The Biden official said the Maduro government has “adapted” to the most punishing of the sanctions, against transactions with Venezuela’s state-owned oil company, Petroleos de Venezuela SA, and the U.S. needs to work with its allies on new strategies.
“Oil markets long ago have adapted to oil sanctions and that they are able to sustain themselves through illicit flows,” the official said. “So, really we could keep on with unilateral sanctions and stay in this situation for who knows how long or we actually could start sitting down with the international community to see how we can actually exert coordinated pressure and set clear expectations for the way forward.”
Any easing of sanctions would likely face opposition in Congress, but the granting of temporary protected status for Venezuelans has bipartisan support.
Republicans in recent days had urged the Biden administration to formalize Trump's last-minute executive order that deferred deportation for 18 months for more than 145,000 Venezuelans who were at risk of being sent back to their homeland. Temporary protected status is a more formal status that cannot be as easily reversed.
“By using the law to lift the threat of deportation and grant employment authorization, the Biden administration helps hundreds of thousands of families stay safe and earn a living without fear of being returned to Maduro’s dangerous and cruel regime," said Rep. Debbie Wasserman Schultz, a Democrat whose South Florida district is home to one of the largest Venezuelan communities in the U.S. “Donald Trump had four years to do this, but the Republican Party’s xenophobia got in the way of doing what is right."
Citizens of 10 countries, totaling about 400,000 people, are in the United States now with temporary protected status.

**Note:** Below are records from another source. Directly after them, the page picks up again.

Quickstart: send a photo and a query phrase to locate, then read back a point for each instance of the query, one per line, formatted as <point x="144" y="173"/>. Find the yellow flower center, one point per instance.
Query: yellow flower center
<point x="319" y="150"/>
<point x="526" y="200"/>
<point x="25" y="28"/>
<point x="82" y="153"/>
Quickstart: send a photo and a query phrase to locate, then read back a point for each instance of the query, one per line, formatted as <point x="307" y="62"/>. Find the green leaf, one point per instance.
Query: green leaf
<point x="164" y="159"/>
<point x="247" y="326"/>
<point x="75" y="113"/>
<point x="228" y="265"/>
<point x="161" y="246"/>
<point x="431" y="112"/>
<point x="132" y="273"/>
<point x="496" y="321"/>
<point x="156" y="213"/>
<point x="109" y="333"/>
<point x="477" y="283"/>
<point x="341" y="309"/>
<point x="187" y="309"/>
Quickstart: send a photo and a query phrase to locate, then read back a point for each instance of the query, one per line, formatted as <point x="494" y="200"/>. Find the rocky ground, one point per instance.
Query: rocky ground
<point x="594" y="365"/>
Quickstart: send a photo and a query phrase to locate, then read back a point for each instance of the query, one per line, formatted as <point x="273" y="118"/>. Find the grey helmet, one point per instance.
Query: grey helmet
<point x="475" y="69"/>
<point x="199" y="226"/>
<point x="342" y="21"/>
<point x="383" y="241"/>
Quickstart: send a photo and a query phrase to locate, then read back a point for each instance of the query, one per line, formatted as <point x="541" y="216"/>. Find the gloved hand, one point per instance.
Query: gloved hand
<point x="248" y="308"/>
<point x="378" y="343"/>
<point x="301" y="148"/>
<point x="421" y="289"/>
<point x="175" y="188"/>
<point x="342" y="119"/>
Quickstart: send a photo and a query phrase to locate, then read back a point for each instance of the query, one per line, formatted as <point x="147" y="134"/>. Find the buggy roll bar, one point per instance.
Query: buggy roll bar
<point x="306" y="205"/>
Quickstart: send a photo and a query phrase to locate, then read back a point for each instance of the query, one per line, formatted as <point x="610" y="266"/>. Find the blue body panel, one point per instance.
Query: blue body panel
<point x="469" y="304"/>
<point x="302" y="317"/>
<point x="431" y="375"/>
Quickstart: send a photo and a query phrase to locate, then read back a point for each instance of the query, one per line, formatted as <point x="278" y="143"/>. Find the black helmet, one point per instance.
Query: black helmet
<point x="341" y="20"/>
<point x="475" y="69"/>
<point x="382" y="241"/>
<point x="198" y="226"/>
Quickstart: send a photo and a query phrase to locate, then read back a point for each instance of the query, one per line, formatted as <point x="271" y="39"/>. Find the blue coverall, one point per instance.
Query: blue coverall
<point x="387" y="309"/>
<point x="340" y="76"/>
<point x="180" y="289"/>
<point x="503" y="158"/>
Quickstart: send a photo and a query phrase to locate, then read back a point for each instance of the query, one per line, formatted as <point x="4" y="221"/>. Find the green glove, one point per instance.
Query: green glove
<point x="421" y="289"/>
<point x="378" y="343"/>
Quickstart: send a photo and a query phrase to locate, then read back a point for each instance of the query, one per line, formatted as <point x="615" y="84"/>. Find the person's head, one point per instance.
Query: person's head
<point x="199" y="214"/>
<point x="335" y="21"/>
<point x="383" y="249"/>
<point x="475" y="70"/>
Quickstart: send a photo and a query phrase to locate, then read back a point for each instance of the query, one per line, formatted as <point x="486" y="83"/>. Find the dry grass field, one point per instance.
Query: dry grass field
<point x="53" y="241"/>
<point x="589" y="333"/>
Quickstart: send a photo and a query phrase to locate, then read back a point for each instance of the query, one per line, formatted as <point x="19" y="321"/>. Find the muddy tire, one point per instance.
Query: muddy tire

The largest number come from El Salvador, Honduras and Haiti, with many now in the country for years, with U.S. citizen children and spouses. The Trump administration had sought to phase out the program, arguing that it had become a permanent residency program after repeated extensions.
Temporary protected status, which was created in 1990, grants citizens of eligible nations the ability to stay if they can’t safely return to their home country because of natural disasters, armed conflicts or other factors. Department of Homeland Security Secretary Alejandro Mayorkas said Venezuelans qualify because the country is “in turmoil’ and unable to protect its own citizens.
“It is in times of extraordinary and temporary circumstances like these that the United States steps forward to support eligible Venezuelan nationals already present here, while their home country seeks to right itself out of the current crises,” Mayorkas said in announcing the measure.